Value that increases the Standard Deviation

#1
Hello,

I am puzzled by the following statement

" In order to increase the standard deviation of a set of numbers, you must add a value that is more than one standard deviation away from the mean"

What is the proof of that? I know of course how we define the standard deviation but that part I seem to miss somehow. Any comments? Thanks!
 

BGM

TS Contributor
#2
For a given set of numbers \( \{x_1, x_2, \ldots, x_n\} \), the sample variance is given by

\( s_n^2 = \frac {1} {n-1} \sum_{i=1}^n x_i^2 - \frac {1} {n(n-1)} \left(\sum_{i=1}^n x_i\right)^2 \)

With a new additional number \( x_{n+1} \), the sample variance becomes

\( s_{n+1}^2 = \frac {1} {n} \sum_{i=1}^{n+1} x_i^2 - \frac {1} {n(n+1)} \left(\sum_{i=1}^{n+1} x_i\right)^2 \)

\( = \frac {1} {n} \sum_{i=1}^{n} x_i^2 + \frac {x_{n+1}^2} {n}
- \frac {1} {n(n+1)} \left(\sum_{i=1}^n x_i\right)^2
- \frac {1} {n(n+1)} \left(2x_{n+1}\sum_{i=1}^n x_i + x_{n+1}^2\right)
\)

Then the difference is

\( s_{n+1}^2 - s_n^2 \)

\( = \frac {x_{n+1}^2} {n+1} - \frac {2x_{n+1}} {n(n+1)}\sum_{i=1}^n x_i
-\frac {1} {n(n-1)} \sum_{i=1}^n x_i^2
+ \frac {2} {n(n-1)(n+1)}\left(\sum_{i=1}^n x_i\right)^2 \)

and you see this is a quadratic expression in \( x_{n+1}^2 \)

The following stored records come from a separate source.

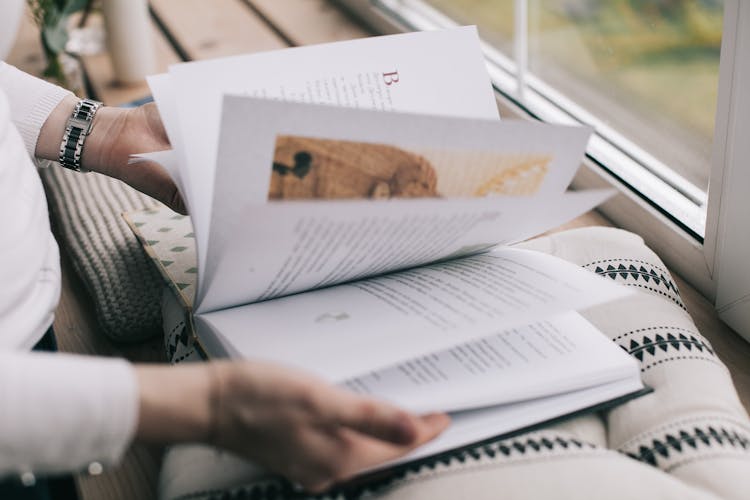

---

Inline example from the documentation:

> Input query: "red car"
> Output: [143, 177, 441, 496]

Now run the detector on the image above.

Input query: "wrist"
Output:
[136, 363, 214, 444]
[35, 95, 127, 175]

To shorten our notation, let \( a = \sum_{i=1}^n x_i = n\bar{x} \) and \( b = \sum_{i=1}^n x_i^2 \). Then we can solve the quadratic inequality

\( s_{n+1}^2 - s_n^2 > 0 \)

\( \iff x_{n+1}^2 - 2\bar{x}x_{n+1} - \frac {n+1} {n(n-1)} b
+ \frac {2} {n(n-1)}a^2 > 0 \)

\( \iff x_{n+1} < \bar{x} - \frac {\sqrt{bn^3 - (a^2 + 2b)n^2 + bn + a^2}} {n(n-1)} ~~\text{or}\)
\( x_{n+1} > \bar{x} + \frac {\sqrt{bn^3 - (a^2 + 2b)n^2 + bn + a^2}} {n(n-1)}\)

So the width is not exactly 1 standard deviation as

\( s_n = \sqrt{\frac {nb - a^2} {n(n-1)}} \)

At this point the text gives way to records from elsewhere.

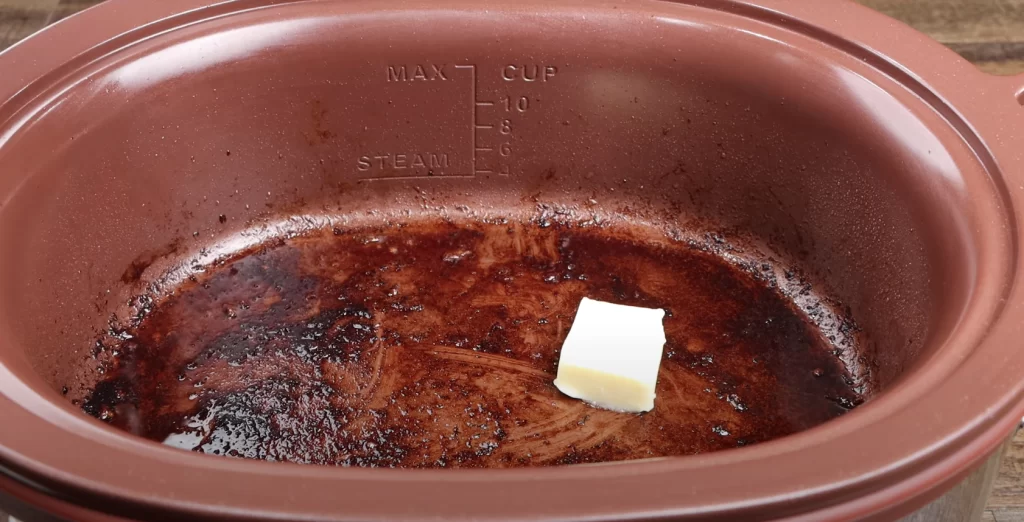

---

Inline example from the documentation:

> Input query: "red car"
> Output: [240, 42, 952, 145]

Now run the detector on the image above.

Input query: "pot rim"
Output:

Anyway the answer change if you, e.g. divide the sample variance by \( n \) rather than \( n - 1 \)
 
#3
Thanks BGM, that is indeed rigorous and to the point. But may I ask how you derive the last results? After completing the square and substituting for \( \bar{x}\ \text{with}\ \frac{a}{n} \) what I get is:

\( \left( x_{n+1}-\bar{x} \right)^2 > \frac{a^2}{n^2} + \frac{ \left( n+1 \right)b -2a^2 } {n \left( n-1 \right) } \) which is not exactly the same even after adding the fractions.